The Financial Times is reporting that Google is now “facing an investigation by European authorities into allegations that it supported the leading Android smartphone platform and its mobile services by means of cut-price licensing and exclusivity deals.”
There isn’t a formal investigation on this question yet. Rather, the European Commission is submitting a questionnaire to device makers and mobile carriers for their input. Google’s rivals are undoubtedly behind these complaints to keep pressure on the European Commission, which is on the cusp of settling its antitrust (search-related) investigation with Google.
The essential argument against Android is akin to “dumping,” when a country subsidizes exports to boost market share.

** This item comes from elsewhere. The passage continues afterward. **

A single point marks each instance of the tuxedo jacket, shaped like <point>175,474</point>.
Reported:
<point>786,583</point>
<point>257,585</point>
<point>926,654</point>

The Europeans are currently involved in a trade dispute with China, along these lines, over solar panels.
Critics argue that Google licensed Android “below cost” but also imposed “exclusivity requirements” on OEMs at the same time that have helped boost Google’s position as the dominant mobile advertising platform and network. They assert that Google requires OEMs using official Android to include Google apps on handsets, giving the company an unfair advantage over competitors and helping promote Google advertising on mobile devices
As mentioned, the European Commission is in the process concluding its antitrust (search) investigation of Google. We’re at the end of a comment period on the proposed settlement. There is another parallel investigation, focused on Android, in process. This new complaint is separate from that investigation but may be folded into it.
It’s unlikely that the Android-related complaints and investigations will prevent the search settlement however.